Mayors Bloomberg and Giuliani Oversaw NYC's Segregation Increase
By Albert Samaha
Folks have been in a real reflective mood in these waning days of the Michael Bloomberg Administration. Sunday's New York Times, for instance, dedicated much its New York section to detailing and assessing the three-term mayor's rule--from his sweeping quality-of-life accomplishments to his "tireless coddling" of Wall Street to his regular attendance at a favorite restaurant.
As much of this retrospective reminds us, the narrative arc of Bloomberg's era picked up where his predecessor, Rudy Giuliani, left off. Despite differences in temperament and political tactics, the mayors' combined 20 years in City Hall tell a cohesive tale: New York City's transformation into a modern, healthy, smooth-operating metropolis that proudly stands as "America's safest big city."
But the social contract Bloomberg and Giuliani drew up has some important fine print at the bottom. During their tenures, New York City has also stood as America's most increasingly segregated big city.

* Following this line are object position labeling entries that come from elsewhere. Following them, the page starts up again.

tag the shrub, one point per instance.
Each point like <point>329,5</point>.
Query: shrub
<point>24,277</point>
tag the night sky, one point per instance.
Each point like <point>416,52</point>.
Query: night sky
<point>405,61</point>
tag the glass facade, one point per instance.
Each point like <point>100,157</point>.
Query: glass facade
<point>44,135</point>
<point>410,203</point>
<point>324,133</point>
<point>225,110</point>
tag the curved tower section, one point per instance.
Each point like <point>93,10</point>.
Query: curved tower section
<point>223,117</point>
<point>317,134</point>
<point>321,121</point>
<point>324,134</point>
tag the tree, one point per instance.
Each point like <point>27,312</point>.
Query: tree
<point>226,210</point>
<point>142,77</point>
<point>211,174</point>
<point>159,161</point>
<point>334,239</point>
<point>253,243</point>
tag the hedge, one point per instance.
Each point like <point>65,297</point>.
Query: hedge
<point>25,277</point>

In The Atlantic's September issue, the magazine published illuminating stats from an Urban Institute study that measured segregation using a metric called the Index of Dissimilarity. The Social Science Data Analysis Network (SSDAN), which compiles the index scores among its Census analysis, explains the measurement this way: "If a city's white-black dissimilarity index were 65, that would mean that 65% of white people would need to move to another neighborhood to make whites and blacks evenly distributed across all neighborhoods."